Turns out that the output is about 190V DC (input is 220V AC). How can I get this voltage from another source and be able to control it?
The OUTPUT is 190VDC? For a LED string? Wow. Ok, well one choice there would be to use a relay, have the Arduino control the relay turning it on or off. Personally, I can't think of any other way, but someone here is bound to suggest something else.
Yeah, I also think it is very strange. It is a 100 led string (it seems to be divided in 2 sections). The problem is, I can't use the power from the function box as it changes the function from time to time, so I would need to get the power elsewhere (I could also change the function to steady lights each time I turn them on :P).
Ok, so you want a constant, clean power to the LED strings, and not the (programmatically) controlled power from the box.
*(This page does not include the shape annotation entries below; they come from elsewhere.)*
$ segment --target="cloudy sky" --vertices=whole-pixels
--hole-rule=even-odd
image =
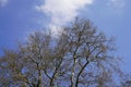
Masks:
[[[64,26],[76,16],[90,18],[107,36],[116,37],[121,67],[130,73],[131,0],[0,0],[1,49],[14,49],[17,41],[44,27]]]

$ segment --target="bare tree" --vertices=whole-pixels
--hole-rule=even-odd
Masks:
[[[0,59],[0,85],[12,87],[115,87],[119,73],[114,39],[88,20],[75,20],[59,37],[36,32]]]

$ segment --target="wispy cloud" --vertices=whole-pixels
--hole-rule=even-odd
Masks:
[[[115,11],[122,11],[124,8],[124,0],[109,0],[108,5]]]
[[[8,3],[8,0],[0,0],[0,7],[5,7]]]
[[[36,9],[50,16],[49,26],[59,27],[74,20],[79,10],[92,4],[94,0],[44,0]]]

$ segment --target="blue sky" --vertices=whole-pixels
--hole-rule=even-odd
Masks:
[[[17,41],[49,26],[66,25],[76,16],[88,17],[98,29],[116,38],[121,67],[131,72],[131,0],[0,0],[0,54]]]

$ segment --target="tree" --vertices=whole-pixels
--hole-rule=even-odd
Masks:
[[[0,85],[19,87],[116,87],[114,39],[88,20],[75,20],[59,37],[35,32],[0,59]]]

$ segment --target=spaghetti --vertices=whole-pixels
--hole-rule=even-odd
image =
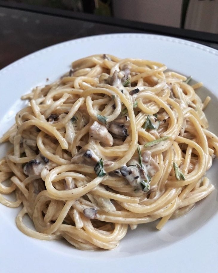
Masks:
[[[0,161],[0,202],[22,203],[20,230],[111,249],[128,225],[159,219],[160,229],[212,191],[203,177],[218,152],[203,112],[210,98],[202,103],[194,91],[202,84],[166,69],[95,55],[23,96],[29,106],[0,139],[13,144]],[[15,201],[4,195],[13,193]]]

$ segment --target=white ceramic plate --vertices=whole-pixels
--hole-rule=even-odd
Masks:
[[[170,37],[122,34],[90,36],[59,44],[29,55],[1,70],[0,135],[13,123],[16,113],[23,107],[24,103],[19,99],[22,94],[37,85],[57,79],[69,69],[72,61],[102,53],[163,62],[171,69],[203,82],[205,87],[198,92],[202,99],[211,92],[213,99],[206,113],[210,129],[218,133],[218,51]],[[0,157],[5,149],[5,145],[0,146]],[[215,184],[215,190],[190,212],[169,221],[160,231],[155,230],[155,223],[139,225],[135,230],[130,229],[119,247],[113,251],[83,251],[64,241],[30,238],[20,232],[15,224],[20,208],[0,205],[1,271],[217,272],[217,167],[215,160],[208,175]]]

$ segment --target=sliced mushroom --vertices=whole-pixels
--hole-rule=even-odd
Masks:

You'll need to build yourself a regulator to take the 220VAC to 190VDC then ... Actually, you should be able to pull power off of the regulator that's in the control box, before it gets manipulated by whatever controller IC that'ss in it. I guess with two strings, 50 LEDs each, 190VDC comes out to 3.8VDC per LED. I guess they're all in series then.
@GoForSmoke the problem is that the here we have 220V AC And even at 110AC, wouldn't the LEDs just light up when the current is flowing in the right direction?
@KirAsh4 Yes! Thanks for the tip. I figured out where to get the power from the circuit board before it gets controlled by the IC. I guess I'll have to use them to power the LEDs and find a transistor good enough to handle such high voltage (or maybe a relay, but I would prefer a transistor) to control the strings from the Arduino.
My guess is, that IC isn't just controlling the turning on/off of the voltage, but also current through the string. Can you get a part number off of it? Can you see resistors anywhere?
Allelectronics sells, for example, LEDs with built-in resistors for 12V operation. That allows a 12V supply to run many with no worry about if one or more fail and no time spent soldering a whole pile of resistors. But they run about 50 cents US each unless you buy in real quantity.
Given that I can see that mass production would have the resistors built in and that does lead in interesting directions if the suckers can be gotten pre-wired relatively cheap, say on a string of tree lights.